Thursday 27 January 2011

Kate Hawkins







Kate Hawkins has exhibited internationally and performed her work at the Barbican Art Gallery, the ICA gallery, the Zoo Art Fair and Christies Auction house in London amongst many others.

For solo Kate will undertake a performance exploring the abstract expressionist ‘gesture’ as performative identity. Throughout the duration of the performance she will undertake her own abstract expressionist gesture using a large expanse of canvas (in the vein of Pollock) and a paint-ball gun. The performance will exist in two halves. The first will form an introduction to different styles of handgun shooting. The second will involve a demonstration of those styles using a series of choreographed, repeated gestures. Throughout, the repeated gestures will become increasingly abstract so that the individual shooting ‘styles’ no longer make any sense in their disrupted context, resulting in a dance of sorts.




Monday 3 January 2011

Lisa Peachey





















Lisa Peachey studied at De Montfort University, Leicester (1996), and The Slade School of Art, UCL,London (2006). Previous exhibitions include Latitude Contemporary Art, Suffolk (2012), Artist of the Day at Flowers Gallery Central, London, (2011), and the Jerwood Drawing Prize, London (2006). In 2008 she was shortlisted for the MaxMara Art Prize, in association with the Whitechapel Art Gallery. She has also curated projects, including ‘In its wake’, at Elevator Gallery, London, and has written texts for Moot, Nottingham and Site Gallery, Sheffield.
She lives and works in London.

‘One has never seen the world well if he has not dreamed what he was seeing. In a reverie of solitude, which increases the solitude of the dreamer, two depths pair off, reverberate in echoes which go from the depths of being of the world to a depth of being of the dreamer. Time is suspended. Time no longer has any yesterday and no longer any tomorrow. Time is engulfed in the double depth of the dreamer and the world. The World is so majestic that nothing any longer happens there, the world reposes in its tranquillity.’
Gaston Bachelard, The Poetics of Reverie pp118

Many of the works have concentrated on the idea of reverie, or the absent minded but lengthy rendering of 
an ‘image’.
The artist is seen whittling a rough Concorde from a lump of chalk.
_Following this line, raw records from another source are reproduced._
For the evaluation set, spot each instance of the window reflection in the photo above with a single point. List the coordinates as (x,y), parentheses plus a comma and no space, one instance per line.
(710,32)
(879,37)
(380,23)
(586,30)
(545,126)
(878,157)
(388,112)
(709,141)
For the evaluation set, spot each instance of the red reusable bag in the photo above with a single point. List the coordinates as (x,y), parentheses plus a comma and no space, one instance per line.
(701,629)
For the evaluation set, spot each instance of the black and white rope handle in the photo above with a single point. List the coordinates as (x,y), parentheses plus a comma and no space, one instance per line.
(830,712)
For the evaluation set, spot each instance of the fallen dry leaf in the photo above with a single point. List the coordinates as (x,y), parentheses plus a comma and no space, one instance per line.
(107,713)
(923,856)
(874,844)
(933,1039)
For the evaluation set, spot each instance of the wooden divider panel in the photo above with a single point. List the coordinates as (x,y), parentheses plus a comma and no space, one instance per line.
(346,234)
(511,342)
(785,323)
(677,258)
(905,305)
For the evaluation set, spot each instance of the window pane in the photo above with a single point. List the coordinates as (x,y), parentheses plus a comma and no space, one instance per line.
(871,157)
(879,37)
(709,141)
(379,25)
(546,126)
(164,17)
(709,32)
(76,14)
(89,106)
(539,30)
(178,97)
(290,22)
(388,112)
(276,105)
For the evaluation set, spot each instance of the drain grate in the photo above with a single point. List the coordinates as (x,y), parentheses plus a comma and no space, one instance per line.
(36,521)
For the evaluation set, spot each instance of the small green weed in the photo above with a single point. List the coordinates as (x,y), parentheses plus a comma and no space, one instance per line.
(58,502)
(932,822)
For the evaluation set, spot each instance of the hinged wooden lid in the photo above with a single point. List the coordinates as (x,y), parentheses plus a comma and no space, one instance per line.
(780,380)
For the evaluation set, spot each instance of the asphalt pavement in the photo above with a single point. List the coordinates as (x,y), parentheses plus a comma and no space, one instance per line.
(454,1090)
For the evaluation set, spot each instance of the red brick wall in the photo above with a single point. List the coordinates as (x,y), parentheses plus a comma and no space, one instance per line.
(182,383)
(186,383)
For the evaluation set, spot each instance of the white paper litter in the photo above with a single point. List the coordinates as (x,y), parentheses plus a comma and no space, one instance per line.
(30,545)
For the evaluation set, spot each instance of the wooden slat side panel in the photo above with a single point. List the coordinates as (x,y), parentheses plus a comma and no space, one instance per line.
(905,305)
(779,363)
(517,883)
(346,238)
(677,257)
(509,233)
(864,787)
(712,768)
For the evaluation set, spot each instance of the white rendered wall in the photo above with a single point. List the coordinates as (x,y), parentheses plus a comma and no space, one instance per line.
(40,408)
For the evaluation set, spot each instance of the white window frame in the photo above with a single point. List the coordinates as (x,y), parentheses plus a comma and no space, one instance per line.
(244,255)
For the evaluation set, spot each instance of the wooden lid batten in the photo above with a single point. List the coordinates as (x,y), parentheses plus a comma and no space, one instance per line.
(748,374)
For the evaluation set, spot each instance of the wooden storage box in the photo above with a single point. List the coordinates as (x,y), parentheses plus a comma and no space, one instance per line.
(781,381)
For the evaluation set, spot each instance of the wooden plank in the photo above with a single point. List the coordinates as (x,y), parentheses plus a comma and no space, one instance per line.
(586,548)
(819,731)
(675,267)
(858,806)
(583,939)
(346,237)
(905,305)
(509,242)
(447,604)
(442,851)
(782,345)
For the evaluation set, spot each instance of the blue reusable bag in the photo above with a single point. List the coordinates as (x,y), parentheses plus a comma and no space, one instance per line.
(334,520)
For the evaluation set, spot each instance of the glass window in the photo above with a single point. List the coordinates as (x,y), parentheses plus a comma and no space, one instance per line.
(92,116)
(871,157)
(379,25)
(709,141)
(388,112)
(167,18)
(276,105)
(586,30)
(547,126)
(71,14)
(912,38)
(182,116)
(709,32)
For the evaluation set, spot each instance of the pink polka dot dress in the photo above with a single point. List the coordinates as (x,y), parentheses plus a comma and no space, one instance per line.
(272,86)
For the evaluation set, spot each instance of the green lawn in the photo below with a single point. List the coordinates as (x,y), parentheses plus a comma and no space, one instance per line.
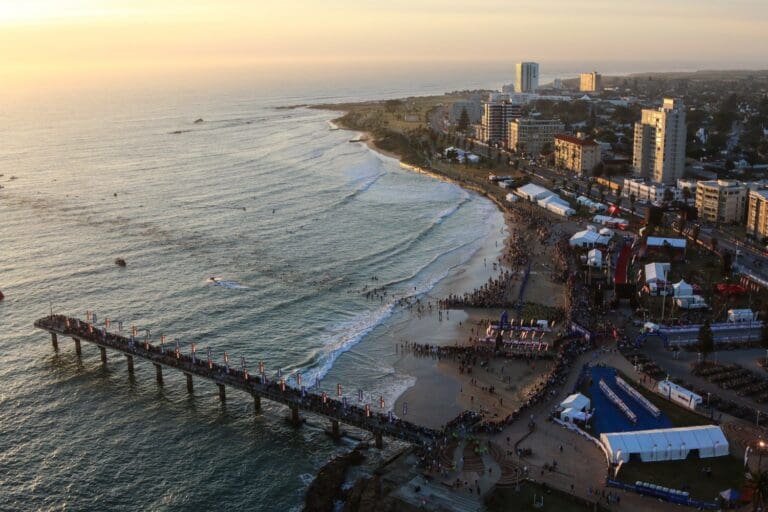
(727,472)
(509,500)
(679,416)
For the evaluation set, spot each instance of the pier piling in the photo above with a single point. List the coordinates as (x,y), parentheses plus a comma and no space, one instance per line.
(295,419)
(295,398)
(159,373)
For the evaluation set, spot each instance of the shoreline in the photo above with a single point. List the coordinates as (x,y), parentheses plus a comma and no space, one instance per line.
(441,391)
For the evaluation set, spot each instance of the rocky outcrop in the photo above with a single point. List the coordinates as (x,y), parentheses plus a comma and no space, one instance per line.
(326,487)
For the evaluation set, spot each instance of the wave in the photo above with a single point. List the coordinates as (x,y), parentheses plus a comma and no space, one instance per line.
(348,334)
(232,285)
(401,247)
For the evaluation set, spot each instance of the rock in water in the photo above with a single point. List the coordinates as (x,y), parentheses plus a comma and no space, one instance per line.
(325,489)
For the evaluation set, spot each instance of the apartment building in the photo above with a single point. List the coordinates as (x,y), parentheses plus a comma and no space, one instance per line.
(576,154)
(494,124)
(721,201)
(532,135)
(659,145)
(757,213)
(590,82)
When the plane breaks and the artist continues
to whittle, questions arise as to whether it is the form that is being made that is important, the pile of chalk dust being drawn in her lap, or the reverie of the lengthy process in itself. The ambiguity between the formed representation and the formless, perfection and failure, the utopian dream of flight and the falling amorphousness of the dust, are played out, while the viewer is seduced into the action of creation.

Sunday 2 January 2011

Zoe Brown


ZoĆ« Brown is a London based artist and film-maker. She studied BA Hons at the Slade and then went on to the Royal College to graduate in 2006. 
Brown experiments with the use of 16mm film using loops to create an experimentally expansive narrative which often features characters from a fantastical circus trope. Each character is locked in a solo performance damned to repeat each action, eternally oblivious of the other.